Till today there has been a lot of debate on the topic of limited liability for corporations and their shareholders and owners. Most corporate secretarial service providers will cite the advantage of limited liability as a reason for new startups to choose this corporate form. But is limited liability a myth or a fact in the real world? Do the corporate secretarial service providers tell the whole truth as far as limited liability is concerned? This article aims to help readers clear their doubts and put their worry to rest.
Many shareholders of corporation still hold the assumptions that their liability is limited to the amount of shares they hold in a corporation and not a dollar more. This is only half-truth. Here comes the other half.

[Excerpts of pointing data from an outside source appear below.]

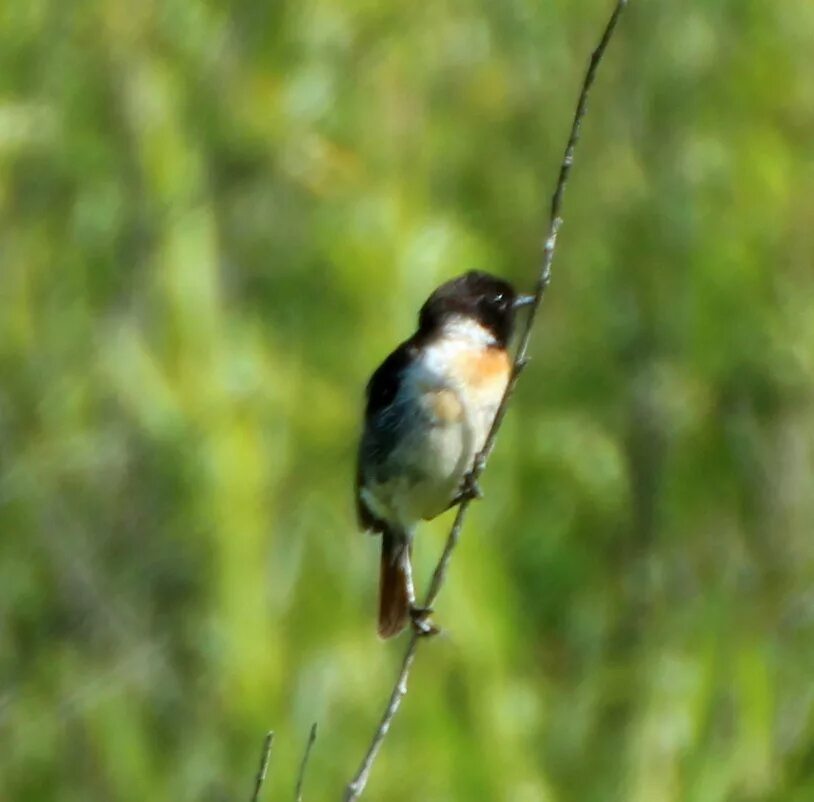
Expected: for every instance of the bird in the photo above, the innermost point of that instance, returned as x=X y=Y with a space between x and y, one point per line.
x=428 y=410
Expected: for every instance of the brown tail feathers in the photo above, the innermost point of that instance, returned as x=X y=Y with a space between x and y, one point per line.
x=395 y=584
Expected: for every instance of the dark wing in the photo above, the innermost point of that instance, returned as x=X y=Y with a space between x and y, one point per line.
x=380 y=393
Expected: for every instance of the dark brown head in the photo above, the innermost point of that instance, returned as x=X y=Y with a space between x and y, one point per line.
x=490 y=301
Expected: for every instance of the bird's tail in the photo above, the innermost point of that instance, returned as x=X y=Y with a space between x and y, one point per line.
x=395 y=583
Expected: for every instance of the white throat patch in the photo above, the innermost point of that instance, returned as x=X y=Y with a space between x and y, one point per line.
x=467 y=330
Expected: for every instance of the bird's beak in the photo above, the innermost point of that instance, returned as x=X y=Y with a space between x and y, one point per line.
x=523 y=300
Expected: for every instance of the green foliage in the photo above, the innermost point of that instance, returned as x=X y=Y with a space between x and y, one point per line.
x=218 y=217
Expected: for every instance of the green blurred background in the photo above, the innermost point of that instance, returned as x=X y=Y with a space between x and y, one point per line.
x=216 y=218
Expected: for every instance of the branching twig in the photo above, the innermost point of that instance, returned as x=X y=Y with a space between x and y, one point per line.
x=265 y=755
x=312 y=736
x=357 y=785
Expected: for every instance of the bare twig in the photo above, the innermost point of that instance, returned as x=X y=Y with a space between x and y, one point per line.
x=265 y=756
x=357 y=785
x=312 y=736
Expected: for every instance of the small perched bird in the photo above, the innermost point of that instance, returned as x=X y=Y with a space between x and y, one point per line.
x=430 y=406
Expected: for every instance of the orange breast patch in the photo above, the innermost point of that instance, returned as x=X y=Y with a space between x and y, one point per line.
x=484 y=369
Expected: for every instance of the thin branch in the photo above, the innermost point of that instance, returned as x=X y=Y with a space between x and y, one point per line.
x=312 y=736
x=265 y=756
x=357 y=785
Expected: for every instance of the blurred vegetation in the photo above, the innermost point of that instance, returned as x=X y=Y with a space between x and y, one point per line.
x=218 y=217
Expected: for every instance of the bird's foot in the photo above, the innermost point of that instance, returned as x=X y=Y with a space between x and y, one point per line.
x=470 y=489
x=420 y=619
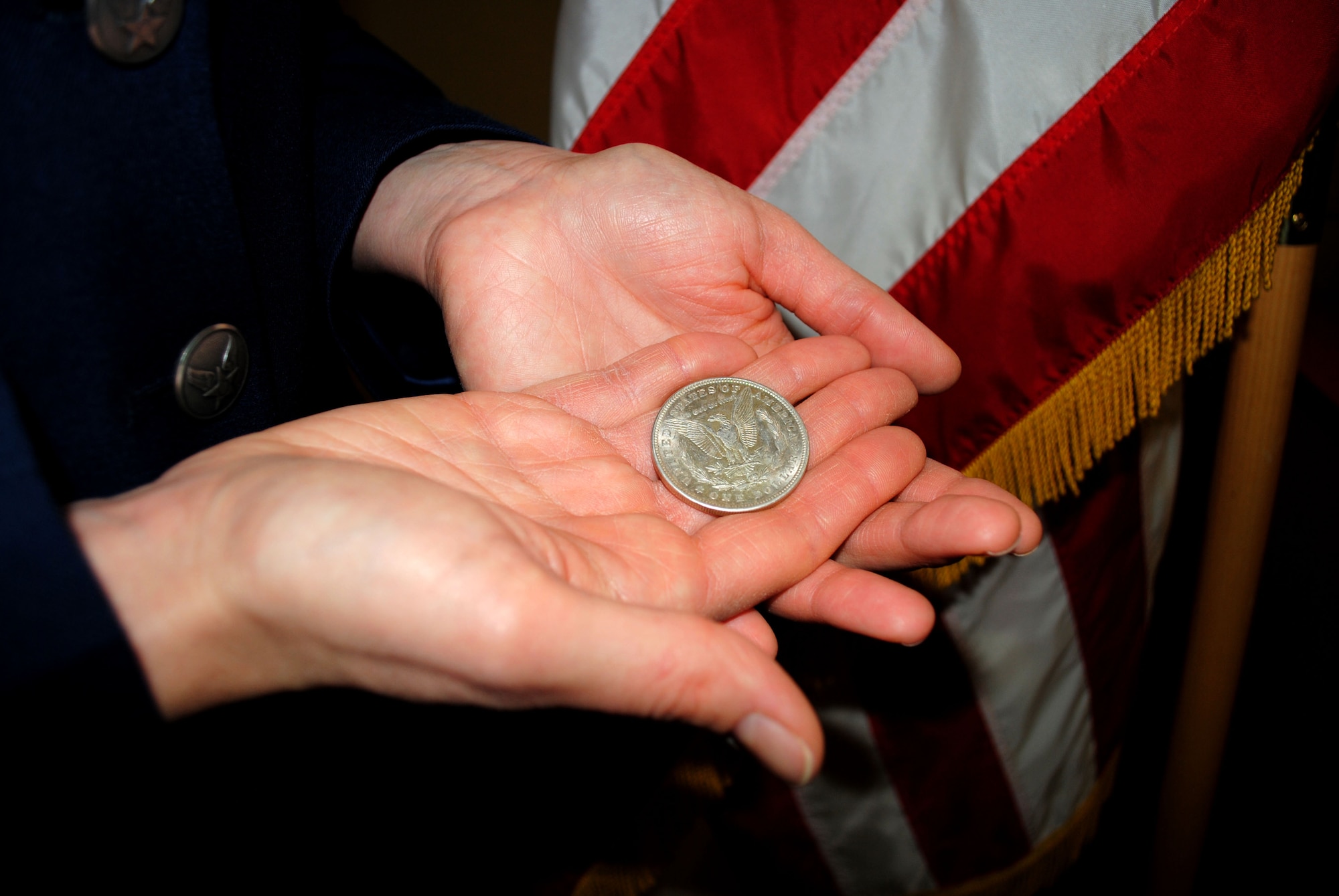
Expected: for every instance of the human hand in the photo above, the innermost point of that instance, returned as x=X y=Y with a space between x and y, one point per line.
x=515 y=550
x=550 y=262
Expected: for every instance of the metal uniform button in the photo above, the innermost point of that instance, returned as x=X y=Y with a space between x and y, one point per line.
x=133 y=31
x=212 y=371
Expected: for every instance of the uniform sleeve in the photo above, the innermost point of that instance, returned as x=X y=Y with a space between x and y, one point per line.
x=62 y=649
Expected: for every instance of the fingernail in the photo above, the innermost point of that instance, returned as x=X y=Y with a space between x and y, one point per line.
x=781 y=751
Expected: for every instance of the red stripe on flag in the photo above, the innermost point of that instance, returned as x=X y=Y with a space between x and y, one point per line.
x=1116 y=203
x=1100 y=542
x=941 y=757
x=725 y=83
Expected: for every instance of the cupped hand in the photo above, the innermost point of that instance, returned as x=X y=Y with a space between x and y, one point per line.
x=515 y=550
x=551 y=262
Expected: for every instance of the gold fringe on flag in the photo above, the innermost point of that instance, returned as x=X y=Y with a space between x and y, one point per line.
x=1046 y=454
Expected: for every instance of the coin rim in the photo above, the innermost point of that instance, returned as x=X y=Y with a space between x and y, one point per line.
x=716 y=509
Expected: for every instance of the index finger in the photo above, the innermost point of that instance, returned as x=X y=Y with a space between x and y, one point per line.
x=797 y=272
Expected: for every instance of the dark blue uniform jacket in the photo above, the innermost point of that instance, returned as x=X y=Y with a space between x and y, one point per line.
x=220 y=182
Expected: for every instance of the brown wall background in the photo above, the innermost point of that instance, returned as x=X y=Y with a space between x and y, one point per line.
x=492 y=55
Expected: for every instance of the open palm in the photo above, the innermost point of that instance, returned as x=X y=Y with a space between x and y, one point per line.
x=515 y=550
x=554 y=262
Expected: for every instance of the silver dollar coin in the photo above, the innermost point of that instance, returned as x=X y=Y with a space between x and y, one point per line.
x=729 y=446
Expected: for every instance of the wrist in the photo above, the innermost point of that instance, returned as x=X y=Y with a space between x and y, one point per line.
x=145 y=547
x=422 y=195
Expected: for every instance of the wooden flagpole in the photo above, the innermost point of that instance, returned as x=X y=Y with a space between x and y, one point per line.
x=1246 y=474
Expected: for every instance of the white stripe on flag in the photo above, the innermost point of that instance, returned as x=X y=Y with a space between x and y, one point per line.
x=1017 y=634
x=597 y=41
x=947 y=108
x=856 y=816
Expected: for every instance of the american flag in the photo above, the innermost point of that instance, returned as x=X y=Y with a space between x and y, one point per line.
x=1080 y=198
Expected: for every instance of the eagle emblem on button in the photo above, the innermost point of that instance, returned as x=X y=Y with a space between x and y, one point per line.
x=133 y=31
x=212 y=371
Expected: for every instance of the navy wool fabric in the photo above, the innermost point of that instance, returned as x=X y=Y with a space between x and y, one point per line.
x=222 y=182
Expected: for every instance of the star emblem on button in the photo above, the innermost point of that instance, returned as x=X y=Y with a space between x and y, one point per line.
x=133 y=31
x=212 y=371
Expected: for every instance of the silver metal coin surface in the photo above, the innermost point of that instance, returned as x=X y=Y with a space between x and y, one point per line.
x=133 y=31
x=730 y=446
x=212 y=371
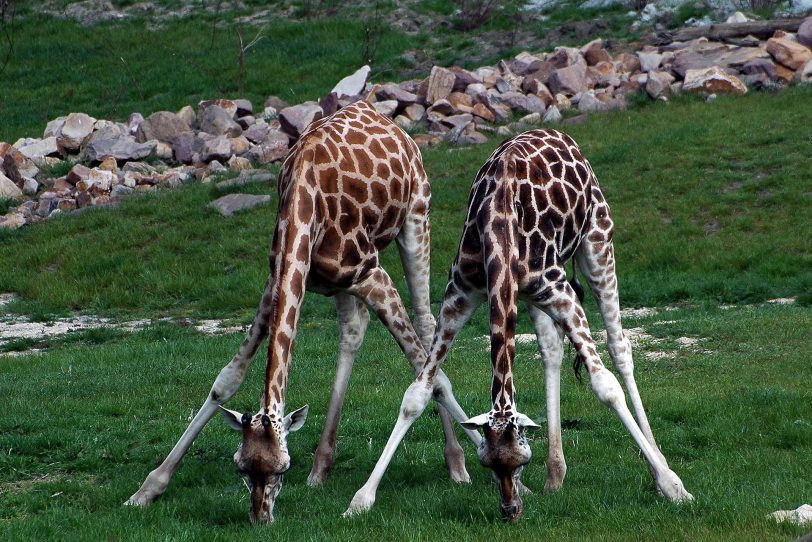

Supposing, someone has a valid claim against a business that exceeds its assets. If the business is a sole-proprietorship, the claimant can take the owner’s personal property after taking the assets of the business. On the other hand, if the business is a corporation, only the assets of the business can be used to pay off the claimant, not the personal property of the shareholders of the business.
This concept is only true in the context of owning shares as an investor in the company and the investor does NOT work in the business whatsoever. It doesn’t apply if the shareholder is the owner and at the same time running the business. Let’s explore why.
Companies generally create liabilities that far exceed their assets value in 2 ways: by borrowing money they can’t repay, and losing a legal lawsuit.
The first situation is very common and it usually occurs when a business takes out a loan from a bank in the expectation of good business in the near future. The ideal plan is to pay off the loan with the profits from the anticipated business. However, trouble arises when the anticipated business does not pan out as planned and the business is no longer able to repay the loan. When the situation is bad enough, the company goes bankrupt with all unpaid loans that exceed the value of its assets.
Theoretically, incorporation protects the owners from having their personal assets seized to repay those unpaid loans. In practice, however, lenders circumvent this limited liability feature of incorporation by demanding personal guarantees from the owners of the business before making loans to them.
Personal guarantees are just side agreements signed along with the loan agreements that make owners personally responsible for repayment of loans should their businesses fail to meet the financial obligations of those loans. This personal guarantee device truly destroys the value of limited liability.
In the second situation when the company lost a legal lawsuit. For example, an employee of your car repair shop fixes a customer’s brake negligently and thereby causes an accident. In such a case, the injured party can sue your company and the negligent employee for damages and thus bypassing the limited liability of the corporate form.
Therefore, the concept of limited liability in corporate form is mainly a MYTH for owners and shareholders who work in the business. However, it is real only for shareholders as investors who do not participate in the business at all.